On 11 September, XV Corps drove toward the Moselle River and crossed it at Charmes the following day. On 13 September, the French 2nd Armored Division, assigned to the corps, destroyed a German Panzerbrigade in the town of Dompaire. After several days of battle, XV Corps liberated Lunéville on 22 September 1944. From 28 September until 10 October 1944, the corps cleared the Forêt de Parroy in Lorraine against determined German resistance. For another 12 days, XV Corps fought to capture the hill mass east of the Forêt de Parroy On 1 November 1944, the corps' French 2nd Armored Division took Baccarat after a two-day battle. From 13 to 19 November 1944, XV Corps pierced German defenses in the Vosges Mountains near Sarrebourg, enabling the French 2nd Armored Division to force the Saverne Gap and liberate Strasbourg on 23 November 1944. This breakthrough unbalanced German defenses in the northern Vosges and opened the way for Seventh Army troops to advance into Alsace and reach the Rhine River.
Alsace
On 5 December 1944, the corps moved north against German defenses in the Maginot Line around Bitche. The fighting for the old French forts continued until 20 December 1944. Thereafter, the corps assumed a defensive stance. The corps withstood a fierce German counter-offensive into Alsace during January 1945. During this period, XV Corps defended well, restored most of its original position by 7 January 1945, and assumed a defensive stance again until mid-February. From 15 to 23 February 1945, the corps made limited attacks, seizing Forbach, Gros Recherding, and hills south of Saarbrücken.

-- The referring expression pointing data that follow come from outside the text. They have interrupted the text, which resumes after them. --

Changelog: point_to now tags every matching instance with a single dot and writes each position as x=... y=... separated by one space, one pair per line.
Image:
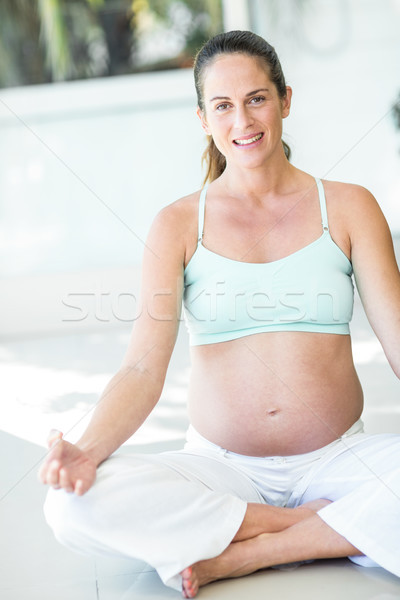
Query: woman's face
x=243 y=111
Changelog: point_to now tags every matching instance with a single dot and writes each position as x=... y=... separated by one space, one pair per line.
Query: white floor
x=55 y=381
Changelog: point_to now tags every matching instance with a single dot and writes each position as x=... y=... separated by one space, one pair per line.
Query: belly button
x=272 y=412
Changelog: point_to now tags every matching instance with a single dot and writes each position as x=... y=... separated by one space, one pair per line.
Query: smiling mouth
x=255 y=138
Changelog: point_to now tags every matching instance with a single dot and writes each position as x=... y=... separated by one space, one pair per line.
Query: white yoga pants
x=176 y=508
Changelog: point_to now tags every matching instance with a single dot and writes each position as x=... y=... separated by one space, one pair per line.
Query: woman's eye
x=257 y=99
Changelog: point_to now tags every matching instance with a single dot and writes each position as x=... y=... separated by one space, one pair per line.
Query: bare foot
x=236 y=561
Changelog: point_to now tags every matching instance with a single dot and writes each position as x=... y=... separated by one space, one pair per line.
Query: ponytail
x=214 y=160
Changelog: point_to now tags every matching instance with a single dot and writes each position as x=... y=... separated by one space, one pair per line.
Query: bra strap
x=322 y=203
x=202 y=207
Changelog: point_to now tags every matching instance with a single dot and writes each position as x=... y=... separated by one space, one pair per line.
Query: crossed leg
x=308 y=537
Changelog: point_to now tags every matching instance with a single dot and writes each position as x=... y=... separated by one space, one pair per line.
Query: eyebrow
x=247 y=95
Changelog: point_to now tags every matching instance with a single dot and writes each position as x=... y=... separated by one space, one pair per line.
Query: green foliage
x=57 y=40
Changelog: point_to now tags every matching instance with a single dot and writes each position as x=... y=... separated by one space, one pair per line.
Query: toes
x=189 y=586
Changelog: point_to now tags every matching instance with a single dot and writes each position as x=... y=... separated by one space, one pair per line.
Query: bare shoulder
x=175 y=226
x=352 y=205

Subsequently, the corps rested and prepared for offensive action designed to breach the Siegfried Line and invade Germany.
Germany and Austria
On 15 March 1945, XV Corps launched a major offensive. On 20 March 1945, the corps broke through the Siegfried Line, captured Homburg and Zweibrücken and then assaulted across the Rhine River in the region of Worms and Mannheim on 26 March 1945. Taking Bamberg on 13 April 1945, the corps moved south and seized Nuremberg on 20 April 1945 after five days of house-to-house combat. On 3 May 1945, the corps took Munich, and by the next day the corps had advanced to Salzburg, Austria, where combat operations for the corps ceased.
Campaign credits and inactivation
XV Corps is credited with service in the Normandy, Northern France, Rhineland, Ardennes-Alsace, and Central Europe campaigns. XV Corps Headquarters was inactivated in Germany on 31 March 1946. Subsequent to the Second World War, the corps was activated and inactivated several times, with the last inactivation occurring on 31 March 1968 at the Presidio of San Francisco, California.